Biological Measurement in Toddlers with Autism: Auditory Brainstem Responses in Relation to Autism Symptomology

Background: Neurological underpinnings of autism have long been sought out to shed light on heterogenic presentations of autism symptomology. Auditory brainstem responses (ABRs), a measurement of sound processing, have been considered a biological measurement that may aid in understanding the relationship between neurological mechanisms and autism symptomology. Previous research has reported atypical ABRs in children with autism, characterized by longer wave V latencies. In addition, longer wave V latencies and less consistent ABRs are related to low language levels in children who did not have autism. However, little research has considered the relationship between ABRs and characteristics of autism, such as language levels and sensory processing challenges.

Objectives: The current study aims to characterize the relationship between ABRs and autism symptomology, specifically autism severity, language skills and sensory processing challenges. We extend the understanding of the relationship between ABRs and autism to include toddlers with autism. The study explores (1) the relationship between ABRs and language development in children with autism and (2) addresses whether differences between ABRs are associated with sensory processing challenges in children with autism.

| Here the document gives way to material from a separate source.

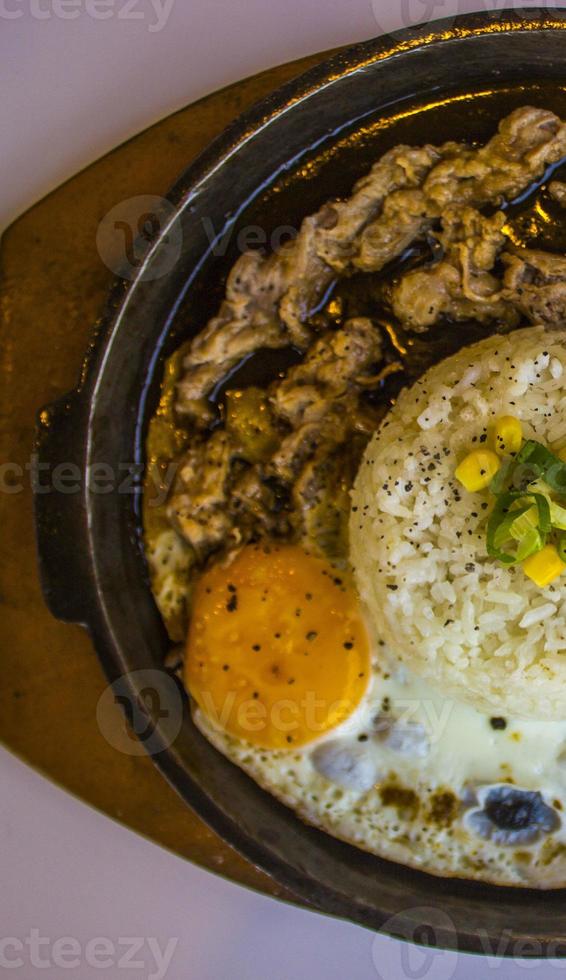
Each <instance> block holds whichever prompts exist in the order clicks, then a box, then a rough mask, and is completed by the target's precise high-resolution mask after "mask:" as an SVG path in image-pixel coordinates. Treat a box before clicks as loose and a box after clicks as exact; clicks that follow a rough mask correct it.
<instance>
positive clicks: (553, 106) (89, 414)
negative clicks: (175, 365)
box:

Methods: ABRs were measured for 20 children (6 females) with autism (M=33.5 months, SD=4.82). Autism diagnoses were verified based on Autism Diagnostic Observation Schedule scores (M=20.85, SD= 4.55). ABRs were recorded in response to a click and /da/ stimulus. Wave V latencies and response consistency measures served as ABR outcome measures. The Preschool Language Scales-5 (M=65.6, SD=12.92) and Macarthur-Bates Communicative Development Inventories (M=47.55, SD=71.41) were primary measures of language development. Sensory processing profiles were characterized by summing of scores on two questions specific to sensory processing on the ADOS, yielding a group with greater sensory processing challenges (n=11) and a group with lower sensory processing challenges (n=9).

Results: More consistent responses were positively related to number of Words Understood and Words Produced on the MCDI. However, correlations between ABR measures and ADOS scores as well as measures of language development revealed no significant relationship (see Table 1). Children with greater sensory processing challenges showed numerically longer wave V latencies, when compared to those with lower sensory processing challenges, however no statistically significant relationships were found between these sensory groups for either the click wave V latency (t(19)=-1.04, p=.315) and /da/ wave V latency (t(19)=-1.01, p=.331). Additionally, on average children with greater sensory processing challenges showed less consistent responses, however this group difference did not reach significance (t(19)=.72, p=.480).

Conclusions: The current study furthers the understanding of the relationship between ABRs and autism symptomology by including toddlers with autism. Previously reported atypical ABRs in older children with autism may be a reflection of the neurological impact that autism has on the sound encoding process over time. Atypical ABRs may not yet be apparent in toddlers with autism. Future research should include larger sample sizes as well as more nuanced behavioral measures of sensory processing. Longitudinal approaches should be considered when studying ABRs in children with ASD in order to explore the developmental relationship between ABRs and autism symptomology.